■ジャーナリズムの経済倫理学





畑仲哲雄『ジャーナリズムの道徳的ジレンマ』勁草書房

畑仲哲雄さま、鈴木クニエさま、ご恵存賜り、ありがとうございました。

これは他に類のない内容ですね。貴重な書籍化です。ジャーナリズムの世界で生きていくために必要な道徳論議について、いろいろな事例を通じて、体系的に知ることができるようになっています。従来であれば、この種の議論は、ジャーナリストの業界で、先輩が後輩に教える暗黙知のような道徳論だったのですね。それが、さまざまな規範理論に照らして語られています。
 例えば、ジャーナリストは、お金を支払ってインタビューしてもかまわないのかどうか。かつてデビッド・フロストは、お金を支払ってリチャード・ニクソンに独占インタビューを行い、ウォーターゲート事件に関する謝罪を引き出した。これは画期的で、映画化されてもいると。
 イギリスの新聞『サンデー・タイムズ』が、サリドマイド薬害キャンペーンを報道した場合も、薬学者から情報を買っていたのだと。情報を買って、それでいい報道をして、社会的な利益が増すのであれば、お金を支払ってもいいようにみえますね。
 しかし2007年に、イラン当局に身柄を拘束された兵士たちが、イギリスに帰国して、それでテレビや大衆紙の取材に応じる際に、多額の報酬を得ていたことが明らかになりました。
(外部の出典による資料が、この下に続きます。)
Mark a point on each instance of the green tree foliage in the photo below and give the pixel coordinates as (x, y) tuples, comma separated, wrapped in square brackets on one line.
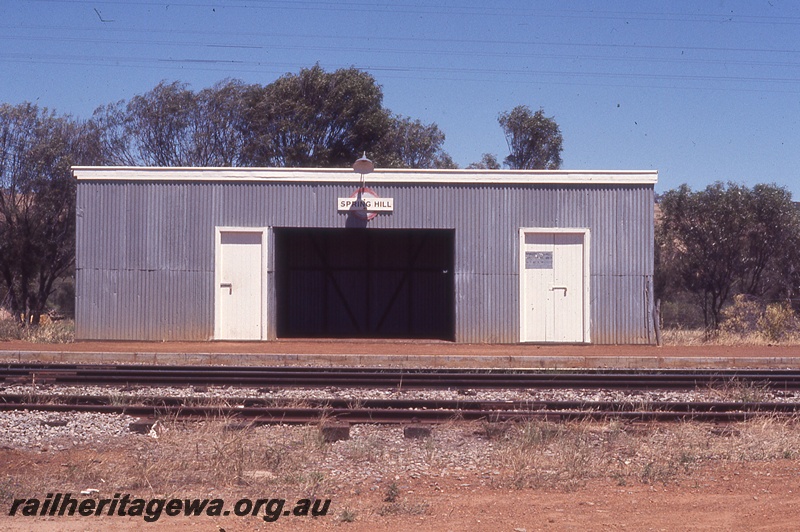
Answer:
[(534, 140), (727, 240), (316, 119), (488, 162), (173, 126), (37, 202), (411, 144)]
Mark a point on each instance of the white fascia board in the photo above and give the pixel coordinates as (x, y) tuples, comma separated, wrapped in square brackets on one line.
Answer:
[(346, 175)]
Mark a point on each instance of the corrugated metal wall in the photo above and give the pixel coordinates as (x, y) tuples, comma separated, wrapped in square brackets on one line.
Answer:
[(145, 255)]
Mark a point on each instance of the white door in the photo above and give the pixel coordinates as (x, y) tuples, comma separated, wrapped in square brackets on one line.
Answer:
[(553, 287), (239, 290)]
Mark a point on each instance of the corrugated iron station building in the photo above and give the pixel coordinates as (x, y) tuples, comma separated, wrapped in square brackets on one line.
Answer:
[(470, 256)]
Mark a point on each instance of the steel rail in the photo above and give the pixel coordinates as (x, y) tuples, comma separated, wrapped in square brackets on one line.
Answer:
[(404, 411), (256, 376)]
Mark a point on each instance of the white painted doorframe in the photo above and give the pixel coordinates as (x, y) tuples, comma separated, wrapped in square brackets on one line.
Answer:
[(221, 285), (526, 334)]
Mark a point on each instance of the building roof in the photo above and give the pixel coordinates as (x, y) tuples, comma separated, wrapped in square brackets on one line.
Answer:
[(346, 175)]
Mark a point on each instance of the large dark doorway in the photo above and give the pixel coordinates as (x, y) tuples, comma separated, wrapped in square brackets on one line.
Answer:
[(365, 283)]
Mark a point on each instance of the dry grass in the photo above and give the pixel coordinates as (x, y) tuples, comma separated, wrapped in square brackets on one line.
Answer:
[(565, 456), (690, 337), (49, 332)]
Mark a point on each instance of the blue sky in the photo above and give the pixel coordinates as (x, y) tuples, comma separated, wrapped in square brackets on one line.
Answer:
[(700, 91)]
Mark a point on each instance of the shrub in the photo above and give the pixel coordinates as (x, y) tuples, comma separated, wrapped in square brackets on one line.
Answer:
[(742, 317), (777, 321)]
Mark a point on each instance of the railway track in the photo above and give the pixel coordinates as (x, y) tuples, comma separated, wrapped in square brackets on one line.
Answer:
[(386, 411), (392, 410), (257, 376)]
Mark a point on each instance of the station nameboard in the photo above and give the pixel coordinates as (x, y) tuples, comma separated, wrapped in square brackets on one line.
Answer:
[(365, 203)]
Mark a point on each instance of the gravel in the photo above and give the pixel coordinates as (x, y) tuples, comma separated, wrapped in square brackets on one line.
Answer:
[(56, 431)]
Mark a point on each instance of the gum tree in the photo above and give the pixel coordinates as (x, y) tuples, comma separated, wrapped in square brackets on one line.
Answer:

そのときは批判が相次ぎ、国防省は、兵士に対して報酬の受け取りを禁止しました。
 こうしたお金の問題に対する対処法の一つは、取材の「仕入れ価格」を記事ごとに明確に記す(あるいはネットで公開する)ことかもしれません。
 しかしお金を支払うと、インタビューに答える側は、そのメディアに迎合して、情報をゆがめて伝えてしまう可能性もありますね。「お金をあげるから、こういうことを話してほしい」というメディアの要請を受け入れてしまうかもしれません。
 1994年の朝日新聞の記事によれば、日本のテレビ局は、プロ野球の試合後に、監督や選手たちにコメントをいただく代わりに、謝礼を支払っていたそうです。有名選手には5万円。試合がある日は毎日支払われるわけですから、それで生活が成り立つ選手もいたわけですね。はたしてプロ野球の選手は、インタビューに対して謝礼を受け取ってよいのかどうか。この慣行については、人々の意見は分かれるかもしれません。リバタリアンであれば、大いに結構、と答えるでしょう。成長論的自由主義者であれば、それで野球業界が潤うならいいのでは、と発想するでしょう。